I MODELLI CON PIÙ TECNOLOGIA Quella che può sembrare una contraddizione, a ben vedere non lo è: la guida autonoma richiede una capacità di elaborazione dati e una capacità di dialogo tra sensori, telecamere e centraline che è più congeniale alle aziende leader nella information technology, piuttosto che ai costruttori automobilistici. Se Waymo e Uber sono più avanti nella messa a punto degli Adas, bisogna anche specificare che entrambe, però, lavorano applicando i propri dispositivi su vetture regolarmente in commercio. Waymo, nello specifico, oltre alle attuali Chrysler Pacifica si doterà della bellezza di 20.000 Jaguar I-PACE nei prossimi anni. Uber, fino ad oggi almeno, ha “lavorato” con Volvo. Se si guarda invece ai modelli in vendita, acquistabili da chiunque, allora le vetture all'avanguardia circa la guida autonoma provengono da un blasonato costruttore europeo come Audi, con la nuova A8 e dal costruttore leader per la mobilità elettrica Tesla con le Model S, Model X e la recente Model 3.

IN COMMERCIO SI TROVA LA GUIDA AUTONOMA DI LIVELLO 3 Audi, con la A8, e la gamma Tesla hanno dotazioni tecnologiche tali da permettere una guida autonoma pari al livello 3 (si tratta di un livello stabilito dalla Sae, che ha stabilito una scala da 0 a 5). Il livello 3 implica che il conducente non debba intervenire per regolare la velocità e la direzione del veicolo. Questa capacità è ottenuta tramite l'utilizzo combinato di radar, telecamere, ultrasuoni e scanner laser e si limita però a situazioni poco complesse. I sistemi di livello tre, infatti, sono in grado di riconoscere le condizioni dell'ambiente circostante e del traffico e adattarsi alle varie situazioni, evitando anche eventuali errori del conducente, ma richiedono l'intervento umano in certe situazioni.
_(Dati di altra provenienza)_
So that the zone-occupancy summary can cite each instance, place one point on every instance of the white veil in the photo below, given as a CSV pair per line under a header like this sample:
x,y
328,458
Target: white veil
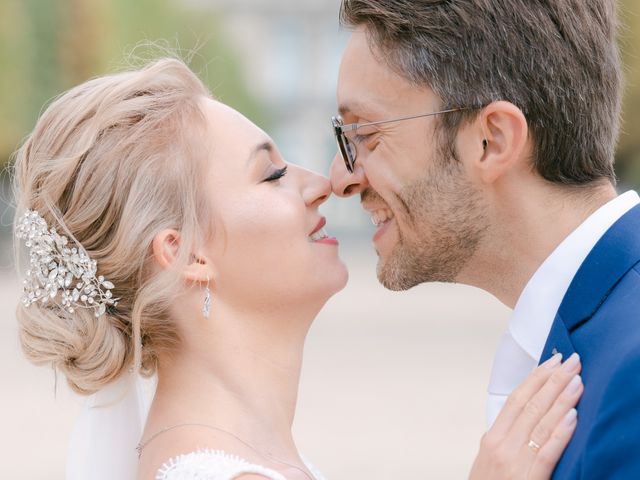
x,y
103,442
TESLA E AUDI A TUTTA TECNOLOGIA Tesla ha dotato tutti i suoi veicoli prodotti dell'Autopilot, sistema che sfrutta una serie di sensori, telecamere, ultrasuoni e radar in grado di garantire la guida autonoma addirittura pari al livello 3, ma il suo fondatore Elon Musk ha dichiarato di essere in grado di portare l'Autopilot ai livelli 4 e 5 entro la fine del 2019. Audi, anche, ha introdotto sulla propria ammiraglia il Traffic Jam Pilot, che riesce a condurre l'auto in completa autonomia sia in autostrada sia in città.

LA LEGGE è UGUALE PER TUTTI Fino a qui si è detto di quello che le auto, in teoria, possono fare. Però bisogna anche contestualizzare gli ADAS nello scenario delle leggi in vigore nei vari Stati. In Nord America la normativa è un po' più permissiva e già sono attivi progetti con vetture di livello 4 e di livello 5. In Europa, invece, attualmente è ammessa soltanto la guida autonoma di livello 2. Dunque, sia Audi A8 sia le Tesla non possono comunque essere sfruttate fino in fondo. Entrambi i costruttori stanno facendo pressioni affinché le norme vengano adeguate, ma l'Unione Europea non vuole rischiare di concedere la possibilità di circolare con tecnologie non ancora mature che mettano a rischio la sicurezza stradale, procede con i piedi di piombo. In ogni caso, nel momento in cui l'UE darà l'ok, Audi e Tesla potranno aggiornare il proprio pacchetto Adas “sbloccando” i propri sistemi tramite aggiornamento del software.